Congress has fought tooth-and-nail in the months since to
plug any leaks that could potentially spill the
beans regarding any further secrets with the potential of effecting national
security, but those efforts appear unsuccessful given this week’s Post report
on Presidential Police Directive 20.
Now take the example of Iran: according to the Post,
Pres. Obama’s signature on last month’s directive means the US now has rules
and regulations when it comes to protecting its own infrastructure from
cyberattack, and can do so by means of launching what appear to be pre-emptive
assaults of their own.
“It should enable people to arrive at more effective
decisions,” a second senior administration official tells the Post.

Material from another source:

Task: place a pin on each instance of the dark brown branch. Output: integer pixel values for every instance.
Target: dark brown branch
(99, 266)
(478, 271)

“In that sense, it’s an enormous step forward.”
That comment echoes US Defense Secretary Leon Panetta’s
insistence earlier this year that “defense alone
is not enough” in terms of keeping the country safe. But what it also
seems to do is put on the books a presidential policy that equates an
overzealous offense with a solid defense. While the US has cited Iranian hackers as the key players behind a recent attack
on the websites of Capital One Financial Corp. and BB&T Corp.,
two of the biggest names in the American banking industry, the US has done
little — on the record — to reveal any similar assaults from abroad. Instead,
rather, it’s relied on fear-mongering to try and convince the country to accept
a cybersecurity legislation that will assure American’s safety from foreign
hackers, all for the small price of sacrificing their digital-age privacy.

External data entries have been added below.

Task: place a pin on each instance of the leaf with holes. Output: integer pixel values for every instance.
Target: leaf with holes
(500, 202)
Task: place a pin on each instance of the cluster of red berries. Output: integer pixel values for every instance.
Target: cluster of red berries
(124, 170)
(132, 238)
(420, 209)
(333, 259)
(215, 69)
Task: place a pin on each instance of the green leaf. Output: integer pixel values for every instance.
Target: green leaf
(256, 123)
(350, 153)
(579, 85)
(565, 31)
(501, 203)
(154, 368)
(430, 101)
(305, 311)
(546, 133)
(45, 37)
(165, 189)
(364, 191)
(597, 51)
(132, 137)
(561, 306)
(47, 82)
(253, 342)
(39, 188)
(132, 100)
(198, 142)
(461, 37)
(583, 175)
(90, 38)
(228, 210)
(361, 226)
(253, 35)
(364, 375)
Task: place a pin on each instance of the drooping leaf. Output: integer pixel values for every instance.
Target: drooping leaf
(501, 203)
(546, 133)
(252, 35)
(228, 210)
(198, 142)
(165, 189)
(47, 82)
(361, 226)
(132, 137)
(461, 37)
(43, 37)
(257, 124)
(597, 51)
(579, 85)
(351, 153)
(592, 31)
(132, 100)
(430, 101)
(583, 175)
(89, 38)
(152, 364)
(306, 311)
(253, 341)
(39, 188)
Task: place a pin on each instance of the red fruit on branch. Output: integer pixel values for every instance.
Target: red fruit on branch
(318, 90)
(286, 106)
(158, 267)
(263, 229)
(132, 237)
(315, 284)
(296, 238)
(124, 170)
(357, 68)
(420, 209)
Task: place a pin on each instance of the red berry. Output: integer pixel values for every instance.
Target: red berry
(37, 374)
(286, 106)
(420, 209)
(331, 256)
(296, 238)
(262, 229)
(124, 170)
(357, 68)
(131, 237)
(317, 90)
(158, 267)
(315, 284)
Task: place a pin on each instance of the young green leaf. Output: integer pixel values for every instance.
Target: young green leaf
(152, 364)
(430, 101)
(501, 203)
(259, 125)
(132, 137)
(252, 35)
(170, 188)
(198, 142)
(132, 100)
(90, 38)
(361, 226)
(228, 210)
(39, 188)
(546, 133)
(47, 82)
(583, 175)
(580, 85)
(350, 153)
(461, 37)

While the Obama White House has failed to acknowledge the
Olympic Games program or any involvement in the Stuxnet or Flames viruses linked
to the initiative, computer researchers in both the US and Russia have tied
Washington to the cripplingly malicious coding. Earlier this month,
California-based Chevron, one of the world’s leaders in the oil sector, went
public with claims that Stuxnet had infected — but not affected — their
computers after the virus was unleashed.
The ability to slow down or speed up centrifuges in
nuclear facilities from thousands of miles away made Stuxnet a virus that had
very substantial powers. Refusing to speak of the Olympic Games program
specifically, former CIA chief Michael Hayden told the Times, “This is the
first attack of a major nature in which a cyberattack was used to effect
physical destruction.”
According to the Post’s latest, though, future assaults by
way of Stuxnet or similar worms could be considered by Washington as defense
mechanisms to make sure Iran doesn’t retaliate for what America has long-been
lashing out with. One source tells the Times that, before last month’s
directive, severing any link between a US-computer and an overseas server by
any means possible would be an act that would put America on the offensive. Now
even a preemptive attack that disconnects other countries could be considered a
defensive ploy according to the president.

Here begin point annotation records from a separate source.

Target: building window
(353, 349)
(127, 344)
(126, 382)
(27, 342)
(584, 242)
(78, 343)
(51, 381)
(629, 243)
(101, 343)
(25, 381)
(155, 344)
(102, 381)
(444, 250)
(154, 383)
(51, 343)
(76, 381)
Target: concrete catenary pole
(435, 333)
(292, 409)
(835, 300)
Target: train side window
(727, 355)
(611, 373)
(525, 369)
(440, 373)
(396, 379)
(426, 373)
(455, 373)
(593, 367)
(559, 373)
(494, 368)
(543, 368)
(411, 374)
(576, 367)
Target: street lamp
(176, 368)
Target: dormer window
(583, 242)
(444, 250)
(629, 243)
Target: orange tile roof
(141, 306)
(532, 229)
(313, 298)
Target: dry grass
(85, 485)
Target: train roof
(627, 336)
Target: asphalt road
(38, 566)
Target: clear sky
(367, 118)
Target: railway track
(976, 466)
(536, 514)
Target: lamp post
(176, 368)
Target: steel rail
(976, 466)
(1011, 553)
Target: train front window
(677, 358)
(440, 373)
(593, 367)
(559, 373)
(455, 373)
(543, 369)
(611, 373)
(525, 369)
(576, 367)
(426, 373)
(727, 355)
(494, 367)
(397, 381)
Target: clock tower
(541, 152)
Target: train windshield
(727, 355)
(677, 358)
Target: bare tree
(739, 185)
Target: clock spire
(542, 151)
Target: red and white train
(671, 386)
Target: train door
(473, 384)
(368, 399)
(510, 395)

“That was seen as something that was
aggressive…particularly by some at the State Department,” one defense
official tells the Post. With the signing of Pres. Obama’s latest order,
though, the paper writes that the directive “effectively enables the
military to act more aggressively to thwart cyberattacks on the nation’s web of
government and private computer networks.”
It is thought that, through the directive, any systems
linked even remotely with America’s can be fair game for an assault. Given the
expansion of cloud computing and the ever-expanding interconnection of
communities across the globe on the Web, though, that could essentially enable
Uncle Sam’s cybersquad to get away with a whole new slew of tricks to try and
topple adversaries of any kind that threaten the American way of life. When and
where those actions are necessary, of course, remains another topic of
discussion. Will those orders be signed in secrecy as well, though?